[antlr-interest] Simple Grammar breaks ANTLRWorks Interpreter & Debugger?

[David-Sarah Hopwood]

consiliens at gmail.com wrote:
> On 09-08-16 07:08 PM, David-Sarah Hopwood wrote:
>> consiliens at gmail.com wrote:
>>> I looked at ANTLRStringStreams consume() method and noticed that it
>>> checks for a '\n'. In the current grammar I'm skip()ing newlines,
>>> instead of placing them on a hidden channel.
>>>
>>> I made the following modification to the grammar in ANTLRWorks which
>>> promptly broke the compiler.
>>> fragment NEWLINE : '\n' '\r'? {$channel=HIDDEN;};
>>> fragment WS      : ('\n'|'\r'|'\t'|' ')+ {$channel=HIDDEN;};
>>>
>>> The error message is "cannot find symbol : variable _channel".
>> That's quite strange; I'm using $channel = HIDDEN in ANTLRWorks (version
>> 1.2.3) with no problems. Could something be wrong with your ANTLR/ANTLRWorks
>> installation?
>>
>> Can you reduce the grammar to the minimum necessary to reproduce the above
>> error message, and post it here?
> 
> I tested on ANTLRWorks 1.2.3 also and the same error occurs.

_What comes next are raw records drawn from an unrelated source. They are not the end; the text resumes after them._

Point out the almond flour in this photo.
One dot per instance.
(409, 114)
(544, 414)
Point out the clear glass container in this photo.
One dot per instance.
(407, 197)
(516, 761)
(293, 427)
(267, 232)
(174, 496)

I don't 
> think there's anything wrong with my ANTLRWorks installation? java -jar 
> antlrworks-1.2.3.jar
> 
> grammar bug;
> bug	:	 EOF;
> fragment NEWLINE : '\n' '\r'? {$channel=HIDDEN;};
> 
> Console:
> [19:14:16] /output/bugLexer.java:50: cannot find symbol
> [19:14:16] symbol  : variable _channel
> [19:14:16] location: class bugLexer
> [19:14:16]             _channel=HIDDEN;
> [19:14:16]             ^
> [19:14:16] 1 error

OK, I can reproduce that using
  java org.antlr.Tool bug.g
  javac bug*.java
so we can eliminate ANTLRWorks.


The generated code for mNEWLINE does not contain

    int _channel = DEFAULT_TOKEN_CHANNEL;
    ...
    state.channel = _channel;

as I would expect it to. Someone with a deeper knowledge of ANTLR internals
will have to investigate why not.

-- 
David-Sarah Hopwood  ⚥  http://davidsarah.livejournal.com